Description

BHI Energy, a Massachusetts-based US energy services firm issued a data breach notification on October 18 about a recent data breach and subsequent ransomware attack. BHI Energy provides specialty services and staffing solutions for the energy industry. BHI Energy’s internal IT team first detected the encryption phase of the breach on June 29, 2023. Further investigation revealed that the attackers, a ransomware group named Akira, initially accessed the network on May 30, 2023, using an account compromised of a third-party contractor. This account enabled them to establish a VPN connection that allowed them to perform extensive network and data reconnaissance. Evidence showed that the group began exfiltrating data on June 18th. Some of the information included in the 690 GB of stolen data included the personal identifiable information of its present and former employees, as well as the company’s entire Active Directory database. Some of the stolen employee data included names, birth dates, social security numbers (SSN) and health information. On June 29th, the gang began encrypting the data at which point the company learned of the attack.


Identify Indicators of Compromise (IoC)

While BHI failed to identify the early stages of the attack, they were able to quickly identify the encryption phase of the attack, allowing the IT team to isolate the systems under attack and curb the attack from further propagation.

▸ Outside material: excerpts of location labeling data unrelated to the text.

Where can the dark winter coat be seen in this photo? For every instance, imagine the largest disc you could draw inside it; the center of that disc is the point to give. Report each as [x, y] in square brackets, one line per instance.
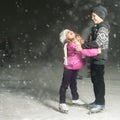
[99, 37]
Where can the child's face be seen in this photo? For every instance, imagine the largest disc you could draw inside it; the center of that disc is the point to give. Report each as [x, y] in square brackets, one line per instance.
[96, 18]
[70, 34]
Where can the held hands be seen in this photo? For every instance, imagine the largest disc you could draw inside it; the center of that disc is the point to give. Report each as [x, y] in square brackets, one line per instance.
[78, 48]
[65, 61]
[99, 51]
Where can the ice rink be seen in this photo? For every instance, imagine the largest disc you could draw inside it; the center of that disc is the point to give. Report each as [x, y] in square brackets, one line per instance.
[31, 93]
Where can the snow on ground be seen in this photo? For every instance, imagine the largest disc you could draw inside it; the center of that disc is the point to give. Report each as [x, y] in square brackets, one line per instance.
[39, 101]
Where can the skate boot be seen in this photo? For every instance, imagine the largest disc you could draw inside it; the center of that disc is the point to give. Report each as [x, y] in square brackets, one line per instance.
[63, 108]
[97, 108]
[91, 105]
[77, 102]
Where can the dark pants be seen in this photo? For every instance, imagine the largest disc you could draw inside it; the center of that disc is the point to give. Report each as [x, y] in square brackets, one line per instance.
[97, 78]
[69, 79]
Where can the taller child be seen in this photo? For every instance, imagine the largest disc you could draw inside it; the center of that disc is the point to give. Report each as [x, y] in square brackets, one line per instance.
[99, 37]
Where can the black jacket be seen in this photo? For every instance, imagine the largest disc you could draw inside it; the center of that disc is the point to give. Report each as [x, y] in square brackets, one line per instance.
[99, 37]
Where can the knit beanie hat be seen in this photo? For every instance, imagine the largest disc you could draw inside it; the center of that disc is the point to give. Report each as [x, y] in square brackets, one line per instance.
[100, 11]
[63, 36]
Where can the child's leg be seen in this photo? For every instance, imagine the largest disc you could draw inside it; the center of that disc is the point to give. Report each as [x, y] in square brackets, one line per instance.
[73, 85]
[64, 85]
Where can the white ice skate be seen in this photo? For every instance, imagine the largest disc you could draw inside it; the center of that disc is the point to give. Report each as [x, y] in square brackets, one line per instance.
[63, 108]
[78, 102]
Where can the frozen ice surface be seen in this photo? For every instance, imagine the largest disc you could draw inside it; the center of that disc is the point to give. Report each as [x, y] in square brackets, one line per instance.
[39, 101]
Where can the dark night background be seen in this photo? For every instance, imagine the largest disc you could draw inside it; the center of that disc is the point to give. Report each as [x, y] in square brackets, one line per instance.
[31, 27]
[29, 35]
[31, 58]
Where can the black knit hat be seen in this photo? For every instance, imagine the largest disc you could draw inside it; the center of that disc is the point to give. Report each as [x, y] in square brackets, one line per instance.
[100, 11]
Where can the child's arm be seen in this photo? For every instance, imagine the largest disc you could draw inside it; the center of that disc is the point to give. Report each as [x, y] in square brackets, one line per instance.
[91, 52]
[65, 54]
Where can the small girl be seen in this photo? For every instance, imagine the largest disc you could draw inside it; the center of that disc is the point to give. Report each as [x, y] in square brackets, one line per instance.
[73, 61]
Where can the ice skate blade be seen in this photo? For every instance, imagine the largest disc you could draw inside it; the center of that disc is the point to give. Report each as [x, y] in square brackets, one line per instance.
[63, 111]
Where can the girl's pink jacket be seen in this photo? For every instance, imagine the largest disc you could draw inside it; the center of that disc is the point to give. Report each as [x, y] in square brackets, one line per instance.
[75, 59]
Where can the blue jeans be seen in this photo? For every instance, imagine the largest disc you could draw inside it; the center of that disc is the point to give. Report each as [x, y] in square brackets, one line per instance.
[69, 79]
[97, 78]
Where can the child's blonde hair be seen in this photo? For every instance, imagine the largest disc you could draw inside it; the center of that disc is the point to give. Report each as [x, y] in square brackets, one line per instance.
[63, 38]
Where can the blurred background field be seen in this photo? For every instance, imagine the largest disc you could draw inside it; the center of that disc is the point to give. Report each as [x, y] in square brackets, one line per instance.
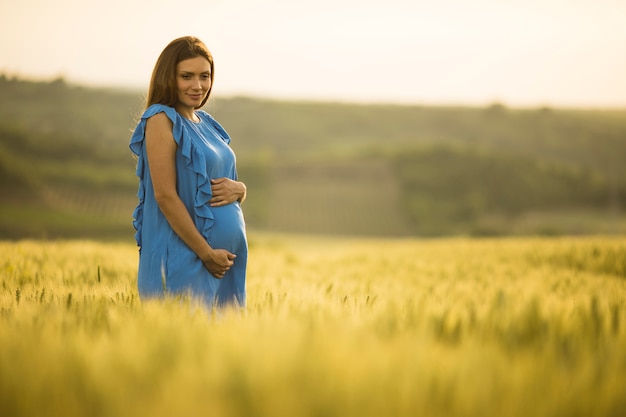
[322, 167]
[334, 327]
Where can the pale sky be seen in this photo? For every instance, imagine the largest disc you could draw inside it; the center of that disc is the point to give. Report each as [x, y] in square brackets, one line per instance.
[517, 52]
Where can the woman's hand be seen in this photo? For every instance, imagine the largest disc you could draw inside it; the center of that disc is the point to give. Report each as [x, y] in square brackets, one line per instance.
[218, 262]
[226, 191]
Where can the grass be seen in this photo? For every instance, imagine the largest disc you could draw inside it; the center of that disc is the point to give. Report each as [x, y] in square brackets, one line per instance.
[333, 327]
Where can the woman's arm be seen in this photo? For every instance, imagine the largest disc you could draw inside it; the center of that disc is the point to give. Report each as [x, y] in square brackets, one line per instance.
[161, 155]
[226, 191]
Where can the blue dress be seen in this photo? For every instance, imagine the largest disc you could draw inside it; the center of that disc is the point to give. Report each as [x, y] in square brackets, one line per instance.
[166, 264]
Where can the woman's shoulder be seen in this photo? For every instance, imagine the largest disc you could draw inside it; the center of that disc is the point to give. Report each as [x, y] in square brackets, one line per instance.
[206, 117]
[155, 109]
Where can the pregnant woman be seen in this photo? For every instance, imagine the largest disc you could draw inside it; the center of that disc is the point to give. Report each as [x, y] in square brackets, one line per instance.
[189, 226]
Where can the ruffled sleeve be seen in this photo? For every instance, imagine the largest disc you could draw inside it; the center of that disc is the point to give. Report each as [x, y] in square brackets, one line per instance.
[193, 160]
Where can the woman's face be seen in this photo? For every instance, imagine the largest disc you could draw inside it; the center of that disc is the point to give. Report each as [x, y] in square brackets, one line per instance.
[193, 79]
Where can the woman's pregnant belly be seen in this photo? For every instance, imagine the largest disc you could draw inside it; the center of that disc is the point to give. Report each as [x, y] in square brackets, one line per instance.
[229, 228]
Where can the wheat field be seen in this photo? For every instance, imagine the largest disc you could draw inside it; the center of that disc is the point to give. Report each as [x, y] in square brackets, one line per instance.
[333, 327]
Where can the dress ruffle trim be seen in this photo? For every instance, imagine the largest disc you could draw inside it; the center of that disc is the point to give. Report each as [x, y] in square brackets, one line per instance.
[193, 159]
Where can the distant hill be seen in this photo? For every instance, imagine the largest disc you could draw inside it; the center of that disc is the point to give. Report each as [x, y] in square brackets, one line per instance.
[328, 168]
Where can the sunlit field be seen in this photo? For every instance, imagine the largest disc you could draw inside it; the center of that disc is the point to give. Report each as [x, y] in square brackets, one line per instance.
[333, 327]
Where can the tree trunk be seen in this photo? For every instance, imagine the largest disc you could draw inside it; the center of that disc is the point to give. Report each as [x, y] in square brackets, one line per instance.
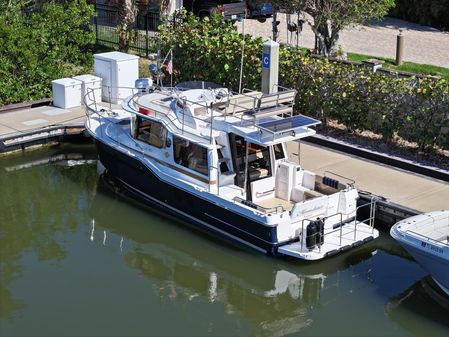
[328, 36]
[127, 14]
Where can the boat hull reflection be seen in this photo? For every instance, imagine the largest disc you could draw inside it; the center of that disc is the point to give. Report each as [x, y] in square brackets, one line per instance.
[277, 296]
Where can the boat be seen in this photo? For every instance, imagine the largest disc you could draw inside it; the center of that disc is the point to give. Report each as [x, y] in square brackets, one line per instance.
[218, 160]
[426, 237]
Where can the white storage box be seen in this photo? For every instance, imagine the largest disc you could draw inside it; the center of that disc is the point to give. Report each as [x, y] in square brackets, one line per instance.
[91, 85]
[119, 71]
[66, 93]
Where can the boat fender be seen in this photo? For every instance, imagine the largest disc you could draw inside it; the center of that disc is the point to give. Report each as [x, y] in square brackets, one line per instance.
[311, 235]
[319, 223]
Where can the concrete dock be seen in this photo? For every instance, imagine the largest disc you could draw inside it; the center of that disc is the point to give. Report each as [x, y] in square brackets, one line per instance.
[401, 187]
[24, 128]
[21, 128]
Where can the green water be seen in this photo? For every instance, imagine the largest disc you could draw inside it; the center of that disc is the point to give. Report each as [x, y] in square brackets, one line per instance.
[76, 260]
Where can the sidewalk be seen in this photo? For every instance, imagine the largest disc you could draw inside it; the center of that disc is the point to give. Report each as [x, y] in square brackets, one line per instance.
[421, 44]
[401, 187]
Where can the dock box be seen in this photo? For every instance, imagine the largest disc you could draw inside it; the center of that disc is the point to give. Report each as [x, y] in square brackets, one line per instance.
[91, 85]
[66, 93]
[119, 72]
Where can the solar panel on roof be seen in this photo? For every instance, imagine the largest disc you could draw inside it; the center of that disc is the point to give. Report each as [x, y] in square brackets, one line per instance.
[289, 123]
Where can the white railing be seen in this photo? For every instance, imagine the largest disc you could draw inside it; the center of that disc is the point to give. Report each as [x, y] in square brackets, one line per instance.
[369, 221]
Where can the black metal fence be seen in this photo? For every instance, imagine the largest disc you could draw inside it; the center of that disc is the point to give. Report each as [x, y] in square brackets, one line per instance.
[144, 28]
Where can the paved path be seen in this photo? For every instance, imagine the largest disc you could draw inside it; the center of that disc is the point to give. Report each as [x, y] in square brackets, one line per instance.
[404, 188]
[421, 45]
[32, 119]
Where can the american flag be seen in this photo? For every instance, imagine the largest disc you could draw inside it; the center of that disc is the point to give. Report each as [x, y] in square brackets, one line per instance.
[170, 66]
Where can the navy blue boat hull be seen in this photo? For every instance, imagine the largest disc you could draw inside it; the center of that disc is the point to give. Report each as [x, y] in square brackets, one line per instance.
[146, 187]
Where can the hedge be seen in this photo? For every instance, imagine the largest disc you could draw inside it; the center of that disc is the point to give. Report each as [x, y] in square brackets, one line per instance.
[416, 109]
[434, 13]
[40, 45]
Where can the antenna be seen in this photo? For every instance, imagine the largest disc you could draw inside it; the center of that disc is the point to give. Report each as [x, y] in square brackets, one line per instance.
[243, 52]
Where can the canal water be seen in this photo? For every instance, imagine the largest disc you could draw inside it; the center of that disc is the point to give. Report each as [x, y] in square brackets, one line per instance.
[78, 260]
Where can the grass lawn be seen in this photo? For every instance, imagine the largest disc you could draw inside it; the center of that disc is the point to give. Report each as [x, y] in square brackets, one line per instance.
[424, 69]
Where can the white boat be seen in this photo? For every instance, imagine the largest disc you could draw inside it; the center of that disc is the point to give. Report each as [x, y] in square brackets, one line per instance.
[218, 160]
[426, 238]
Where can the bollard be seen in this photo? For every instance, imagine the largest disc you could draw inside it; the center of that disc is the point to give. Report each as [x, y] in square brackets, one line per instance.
[399, 48]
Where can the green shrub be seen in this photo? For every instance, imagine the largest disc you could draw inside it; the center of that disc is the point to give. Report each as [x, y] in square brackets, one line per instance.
[40, 46]
[210, 49]
[415, 109]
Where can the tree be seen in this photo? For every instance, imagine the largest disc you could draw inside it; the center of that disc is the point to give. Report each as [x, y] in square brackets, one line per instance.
[328, 17]
[127, 14]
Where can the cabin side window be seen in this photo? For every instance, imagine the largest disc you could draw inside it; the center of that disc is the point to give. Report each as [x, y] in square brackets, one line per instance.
[151, 132]
[190, 155]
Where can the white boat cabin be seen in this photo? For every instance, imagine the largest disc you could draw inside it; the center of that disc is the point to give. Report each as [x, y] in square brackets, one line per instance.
[232, 147]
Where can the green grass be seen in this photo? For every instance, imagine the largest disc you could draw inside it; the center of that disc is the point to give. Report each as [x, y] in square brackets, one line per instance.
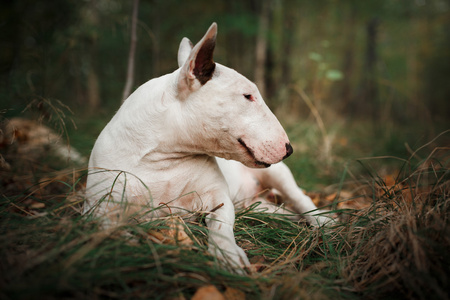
[396, 248]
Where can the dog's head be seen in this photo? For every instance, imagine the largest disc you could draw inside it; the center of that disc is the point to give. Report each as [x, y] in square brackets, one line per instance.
[230, 116]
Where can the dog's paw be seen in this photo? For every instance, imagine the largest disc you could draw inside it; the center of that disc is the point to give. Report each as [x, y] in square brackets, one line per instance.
[232, 255]
[319, 219]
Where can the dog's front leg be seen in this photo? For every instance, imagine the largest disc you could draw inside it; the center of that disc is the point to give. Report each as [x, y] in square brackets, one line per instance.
[222, 244]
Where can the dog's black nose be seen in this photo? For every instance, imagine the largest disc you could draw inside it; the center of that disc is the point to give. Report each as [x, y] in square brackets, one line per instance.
[289, 150]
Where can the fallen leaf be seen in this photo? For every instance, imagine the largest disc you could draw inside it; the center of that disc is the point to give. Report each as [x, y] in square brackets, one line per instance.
[37, 205]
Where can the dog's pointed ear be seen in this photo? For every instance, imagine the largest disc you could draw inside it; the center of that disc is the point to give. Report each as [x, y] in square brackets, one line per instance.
[199, 65]
[183, 51]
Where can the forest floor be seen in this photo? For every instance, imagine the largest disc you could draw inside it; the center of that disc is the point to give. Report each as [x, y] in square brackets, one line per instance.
[391, 240]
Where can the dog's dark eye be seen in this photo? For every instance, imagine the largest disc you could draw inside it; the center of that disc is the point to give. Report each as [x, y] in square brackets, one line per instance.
[249, 97]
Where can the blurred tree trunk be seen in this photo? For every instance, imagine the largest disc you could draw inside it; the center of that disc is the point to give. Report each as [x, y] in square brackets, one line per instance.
[348, 64]
[93, 85]
[261, 47]
[130, 70]
[367, 104]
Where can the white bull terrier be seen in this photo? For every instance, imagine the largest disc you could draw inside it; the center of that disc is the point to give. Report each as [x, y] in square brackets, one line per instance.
[159, 153]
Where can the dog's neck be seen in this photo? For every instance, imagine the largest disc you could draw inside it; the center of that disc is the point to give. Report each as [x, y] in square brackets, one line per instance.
[156, 122]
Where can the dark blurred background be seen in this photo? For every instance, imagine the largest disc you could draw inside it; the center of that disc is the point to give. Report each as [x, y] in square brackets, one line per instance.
[377, 64]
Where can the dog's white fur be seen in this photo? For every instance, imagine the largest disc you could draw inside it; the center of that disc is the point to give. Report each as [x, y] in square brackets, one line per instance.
[160, 151]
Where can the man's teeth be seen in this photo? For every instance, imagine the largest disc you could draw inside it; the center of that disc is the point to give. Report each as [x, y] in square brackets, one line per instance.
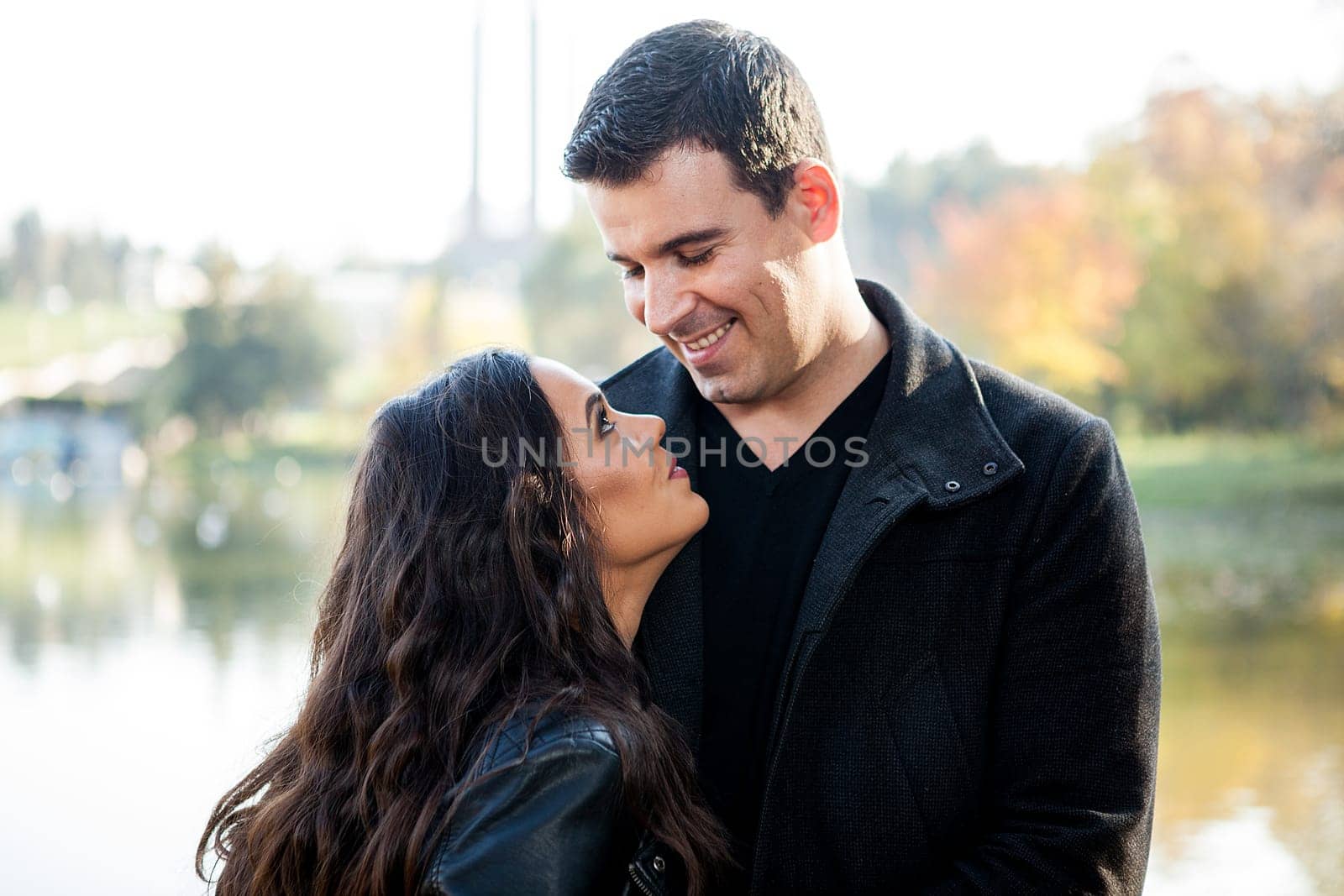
[711, 338]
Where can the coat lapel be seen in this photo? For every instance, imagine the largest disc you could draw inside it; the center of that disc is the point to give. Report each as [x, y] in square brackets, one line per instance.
[931, 430]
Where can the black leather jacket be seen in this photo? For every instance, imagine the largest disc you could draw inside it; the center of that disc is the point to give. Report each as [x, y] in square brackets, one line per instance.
[550, 822]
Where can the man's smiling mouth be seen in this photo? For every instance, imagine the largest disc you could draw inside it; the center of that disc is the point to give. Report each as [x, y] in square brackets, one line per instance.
[710, 338]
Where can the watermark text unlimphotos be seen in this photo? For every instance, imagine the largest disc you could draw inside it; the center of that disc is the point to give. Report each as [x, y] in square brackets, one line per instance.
[817, 450]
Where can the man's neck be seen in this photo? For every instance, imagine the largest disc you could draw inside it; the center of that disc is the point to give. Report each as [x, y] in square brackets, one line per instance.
[788, 418]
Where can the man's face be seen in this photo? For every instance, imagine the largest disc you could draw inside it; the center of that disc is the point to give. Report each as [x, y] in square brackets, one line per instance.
[722, 284]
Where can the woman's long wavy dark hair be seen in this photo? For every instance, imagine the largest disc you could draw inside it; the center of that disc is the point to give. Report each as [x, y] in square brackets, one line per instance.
[463, 593]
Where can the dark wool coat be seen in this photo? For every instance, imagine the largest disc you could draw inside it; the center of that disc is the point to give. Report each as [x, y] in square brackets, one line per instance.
[971, 698]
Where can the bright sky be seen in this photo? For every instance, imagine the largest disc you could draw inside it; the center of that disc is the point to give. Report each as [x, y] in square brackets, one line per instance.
[313, 129]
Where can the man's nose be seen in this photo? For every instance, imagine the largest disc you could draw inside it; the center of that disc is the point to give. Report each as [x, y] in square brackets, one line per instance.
[665, 301]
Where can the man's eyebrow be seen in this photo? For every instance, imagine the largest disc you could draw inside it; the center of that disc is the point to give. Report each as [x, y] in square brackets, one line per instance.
[678, 242]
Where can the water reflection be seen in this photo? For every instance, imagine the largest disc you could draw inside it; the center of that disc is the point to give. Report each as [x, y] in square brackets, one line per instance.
[156, 636]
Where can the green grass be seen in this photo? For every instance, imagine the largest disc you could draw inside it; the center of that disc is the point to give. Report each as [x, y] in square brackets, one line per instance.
[1220, 470]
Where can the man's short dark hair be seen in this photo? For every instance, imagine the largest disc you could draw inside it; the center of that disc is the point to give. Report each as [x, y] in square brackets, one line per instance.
[703, 83]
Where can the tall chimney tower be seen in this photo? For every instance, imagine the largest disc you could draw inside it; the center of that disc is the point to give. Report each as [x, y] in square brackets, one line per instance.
[474, 203]
[531, 194]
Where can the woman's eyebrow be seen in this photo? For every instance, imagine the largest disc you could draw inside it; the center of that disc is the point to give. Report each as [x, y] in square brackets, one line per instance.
[593, 401]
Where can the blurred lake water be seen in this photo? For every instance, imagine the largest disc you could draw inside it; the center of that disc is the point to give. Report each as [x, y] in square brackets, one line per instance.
[154, 638]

Actions Taken (If IOCs are identified)

Upon detecting the breach, BHI took immediate action and brought in an outside forensic consultant to take charge of eradicating the attack and recover all the involved systems. Additionally, they enlisted outside legal counsel to guide specific facets of their incident response plan, and informed law enforcement. The internal IT team was able to recover all the encrypted data without paying a ransom, thanks to the company’s backup system. As further protective measures, the team reset passwords across all enterprise accounts, expedited the rollout of an Endpoint Detection and Response (EDR) solution already in progress, retired obsolete systems, and instituted multifactor authentication (MFA) for their VPN platform.


Prevention (If IOCs are identified)

VPN accounts and other remote access solutions must extend beyond mere password protection and incorporate multifactor authentication (MFA). Many modernized VPN platforms utilize mobile security tokens that can be pushed to a smartphone authenticator app assigned to the designated user. A periodic inventory audit of all remote access accounts should be taken at regular intervals to determine if those accounts should still be active. Engaging with external contractors and third-party entities to verify the usage of allocated remote accounts is especially important. Establish security policies that adhere to the principle of least privilege (PoLP), ensuring VPN accounts access only the necessary network sections pertinent to their tasks.

To further fortify a company’s active directory infrastructure, it’s essential to house Domain Controllers within specialized subnets that are shielded by stringent policies to segregate them from the broader network. It is also important to deactivate any superfluous services on AD servers and consistently update them with the latest security patches. Organizations should minimize the number of domain and enterprise admin accounts and ensure they remain separate from individual user accounts.